Bugün o kadar çok şey gördüm, hissettim ve fotoğrafladım ki...
128 fotoğrafın içinden hangi birini seçip yayınlasam, hangi mevzuyu yazsam, akla karayı seçtim belirlerken.
Şuna karar verdim, İstanbul Oyuncak Müzesi'ni iki bölüm şeklinde yazacağım.
Ve inşallah bir aksilik olmazsa, röportajı ayrı bir yazı ile aktaracağım.

Okumakta olduğunuz ilk bölümde, çocukluk döneminde oynadığımız yada ülkemizde üretilen/üretilmesi planlanmış ama maalesef nasip olmamış oyuncakları paylaşacağım. 
Yer yer müzenin kurucusu, ülkemizin başına gelen en güzel insanlardan biri olan ve başına da bir hâl gelmesin diye itina ile korunması gereken Sunay Bey'in paylaştıklarını ve müzeyle ilgili hissettiklerimi yazacağım.
İkinci bölümde, dünyanın diğer ülkelerinde imal edilen oyuncakları, biz plastik ve tenekeden oyuncaklarla tazecik zihinleri oyalayıp kendimizi kandırırken, bugün her teknolojik gelişmeyi gördüğümüzde adamlar yapmış abi! dediğimiz ulusların çocukları nelerle oynuyormuş, onlardan söz edeceğim. Hiroşima'ya atılan atom bombasıyla yerle bir olan bir ilkokulun parçalarından, yanarak düşen Hindenburg Zeplini'nin parçasına, Mona Lisa Tablosu için yapılan ve tek üretilen oyuncağa, arabayla hayali bir dünya turunda İstanbul'un nasıl yer aldığına kadar farklı oyuncakları ve konuları paylaşacağım (küçük bir rica, lütfen sadece fotoğraflara bakıp geçmeyelim, bilhassa son satırlara şöyle bir göz atalım.

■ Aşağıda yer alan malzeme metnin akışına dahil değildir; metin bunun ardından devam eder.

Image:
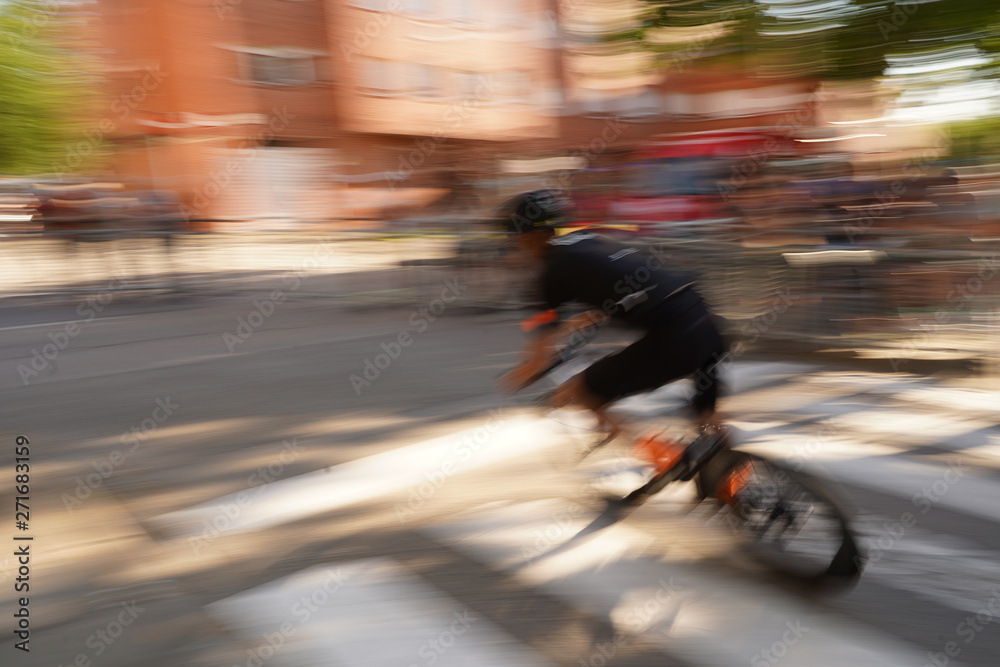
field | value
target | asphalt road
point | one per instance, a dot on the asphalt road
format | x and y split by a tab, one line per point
178	504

Türkiye'de ender rastlanan bir özverinin eseridir bu mekan, fikir edinmiş olalım;)
Bence eğlenceli yazılar olacak;) Şu an yapacağınız daha önemli bir iş yoksa, haydi takılın bana.
Sağ baştan başlayalım;)

Alüminyumdan mutfak eşyası oyuncaklarım vardı benim, ablamdan kalma. Bir tane kapaklı tencere, bir tane de sürahi... Sanırım en son 16 yıl evvel oynamışımdır bu oyuncaklarımla. Sonra akıbetleri ne oldu, üzgünüm ama hiç bir fikrim yok:( Allah'ım ne olurdu onlar yine benim olsa?


Erkek kardeşim olmasa da arabalarım vardı. Çok değil, 2 taneydi. Biri plastik, iki parçaya ayrılabiliyor. Tekerlekleri kırmızı, arabanın alt kısmı fıstık yeşili. Üst kısım şeffaf plastik, tabandan ayrılıyor ve içinden Bonibon Paketi çıkıyor. Hastaydım, geçmiş olsuna gelen Ayşen Teyzem getirmişti. Diğer araba yine abladan miras, yeşil renkli. Teneke. İnsan figürleri var pencerelerde. Yoksa bunun aynısı mı?!


Yıllar sonra... Teneke araba! Tutmayın beni, ağlayabilirim şu an!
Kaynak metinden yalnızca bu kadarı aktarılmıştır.